On a spring night, the call of a Northern saw whet owl echoes through the forest. Saw whet owls are one of about 10 owl species found in Alaska. While owls may not be readily seen, they can be heard, especially in the spring, and most of Alaska's owls can be identified by their distinct calls. Saw whets are tiny forest owls. They're quiet most of the year, as they are prey for larger owls. But in the spring they are quite vocal, and males can broadcast this one-note mating call for hours.
The western screech owl is has a call like a "bouncing ball," the hoots speed up over the course of the call. The owl's name is misleading as it isn't really known to screech. Like the Saw whet, it's a small forest owl found in Southeast and southcentral Alaska.
The boreal owl has a call similar in tone to the saw whet, but delivered in a run of about 12 notes then a pause, then repeated. As the name implies, Boreal owls are found in northern and interior Alaska.
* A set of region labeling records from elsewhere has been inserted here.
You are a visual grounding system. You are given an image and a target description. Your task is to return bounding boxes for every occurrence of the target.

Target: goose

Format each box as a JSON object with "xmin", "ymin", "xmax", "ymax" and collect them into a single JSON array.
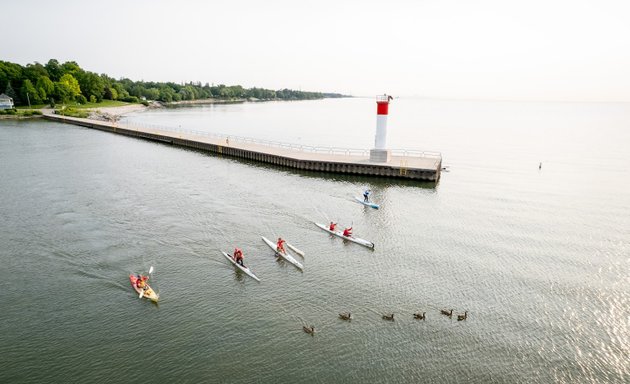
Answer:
[
  {"xmin": 339, "ymin": 312, "xmax": 352, "ymax": 321},
  {"xmin": 383, "ymin": 313, "xmax": 394, "ymax": 321},
  {"xmin": 413, "ymin": 312, "xmax": 426, "ymax": 320}
]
Barred owls are newcomers to Alaska. They are close cousins to the spotted owl of the American west, and will hybridize with spotted owls. A century ago barred owls were found primarily in the American South, where they're known as hoot owls. But over the latter half of the 20th century they extended their range north and west. They were first documented in Southeast Alaska in the 1970s, and now they're relatively common. These territorial owls readily respond to "hooting" and will answer an imitated call.